つまり、ドイツ軍が1918年10月までに30個師団(60万人)相当損耗しても、全戦線でまだ240個師団残っていた。これは西部戦線の連合国総量を確実に上回る。もちろん西部戦線だけ置くという訳にはゆかないが、第1次大戦でドイツ軍は最も頻繁に東西に輸送を行い成功させている。ホフマン(東部軍参謀長)は東部戦線にいるのは後備兵ばかりだと言っているが、現役師団に後備兵を混入させているフランス軍よりは上だったと思われる。そして英仏軍も損耗していた。
兵力の伯仲
ドイツ軍と英仏軍がカイザー戦でほぼ同量の被害(概ね100万人:35師団程度)の受けたとすると、攻勢終了時、攻勢開始時のドイツ軍の優勢(32個師団前後)がほぼ維持される。ところがアメリカ軍は9月に28個師団を前線配置している。
そして連合国の第1期攻勢(8月8日開始)でドイツ軍は大量の捕虜を出しており、そこではドイツ軍の被害が上回る。
これを総合すれば連合国の第1期攻勢開始時点で数量ではまだドイツが優勢だった。そして第1期攻勢の終了時ではアメリカ軍の前線配置とドイツ軍の損害により連合国が数的に優位にたったと推定される。しかしこれは師団数を基礎にしており、充足率ではドイツ軍がよかったのではないか。
それではなぜドイツ軍が敗北したのだろうか。
第一はルーデンドルフの作戦失敗とそれによる心理状態だろう。カイザー戦は旧来の方式に従い、そして失敗した。連合国の最終攻勢はフォシュの多点攻勢という新方式で成功した。ところがルーデンドルフはこの失敗について戦後の回想録でも認めていない。
ドイツ軍の質の悪化と銃後の非協力が連合国の最終攻勢を成功させたという。ルーデンドルフは旧来型の戦術家としては優秀で、自分の様式に反する方式を認めたくなかったのだろう。そして心理的に追い詰められ、打開の道を謀略で図ろうとしたのではないか。それが14ヶ条提案の受諾ではないだろうか。
第二にはやはり米軍の到着だろう。現在の数で優っても、全くの新軍の投入はインパクトがある。ドイツ兵は米兵と向かい合ったときのショックを語っている。
ヒンデンブルグは回想録で1918年6月の心況を記した。
「残念だが(第3次攻勢までの)作戦は、軍事上も政治上も敵に致命的打撃を与えるのに失敗した。敵はすこしも降伏の意思を見せなかった。今後の我が軍の失敗は我々の破滅を望む敵の希望を増大させることになる。敵側の政治組織は鉄帯のように強固に団結し国家の戦争意思を保持している。また戦争反対者にたいしては専制的に弾圧していた。

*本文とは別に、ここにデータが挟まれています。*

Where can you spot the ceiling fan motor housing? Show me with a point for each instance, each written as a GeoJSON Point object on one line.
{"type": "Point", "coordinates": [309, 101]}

食料不足による飢餓、および空中ビラ散布による敵の宣伝は従来結束していた意見の不一致をドイツ国内で招き今後危険な要素となることが予想された。そしてアメリカの参戦に関しても従来にない意見の違いが生じた。そしてシャトウ・チェリーにアメリカ軍が出現するに及び大本営でも不安が生じた。」
ところがルーデンドルフはこういった心理要因を認めようとしない人物だ。また、戦術的退却命令を出しても、厭戦気分・敗北気分を生じるとは考えなかった。またこういった兵の心理を捨象したところにドイツの軍事学はある。ところが、西部戦線にいたドイツ兵の半分はすでに4年以上現在位置死守で戦っていた。ここで後退命令を出せば、敗北と認識するのは明らかだろう。
ドイツ軍の1918年秋の後退はとても敗走といえるものではなく、組織だった撤退だった。だがこの疲れた軍に再度戦わせることができたとは思えない。ただこれらは心理や雰囲気を説明しているにすぎない。
根本理由としてはドイツに、ロンドンやワシントン・東京を攻め落とせる実力はない。ところが連合国はベルリン到達が射程内にある。この形勢では、いくら戦闘で勝利しても交渉ではドイツが譲るしかない。すなわち、ドイツは妥協による部分的勝利しかなく完全勝利は不可能だ。そのためには交渉が必要だ。文民政府どころかこのとき参謀本部にいた軍人以外はすべてわかっていた。おそらく前任のファルケンハインは3年前にこの事を承知していただろう。ルーマニアにいたマッケンゼンも交渉の必要を訴えたという。
だがドイツがベルギー占領を固執する限り、妥協による平和は難しかった。
ドイツ軍部はベルギーを自国の防衛のため必要だと主張した。これはそれ自体で奇妙な主張だ。ベルギーを領土に加えることはフランスとの共通国境を増やすばかりでなく、イギリスとも実質向かいあうことになる。防衛自体はかえって困難を増す。これはアルザス・ロレーヌで、46年間要塞建設に明け暮れたのと一緒だろう。もちろん英仏にたいする脅威を増加させるのは事実だ。しかし攻撃のための跳躍台確保のため、他国を滅ぼすというのは、主張に無理がある。だが文民政治家が主張すると無理でも国民が偶像視している将軍が主張するとそれなりに聞こえる。
前進政策
最後は軍事独裁というドイツの環境(これも必然とは思えず、タンネンベルグの僥倖による勝利とルーデンドルフの個性によるところが大きい。)に問題があり、それを当初から指摘していたアメリカ政府の慧眼を評価すべきかもしれない。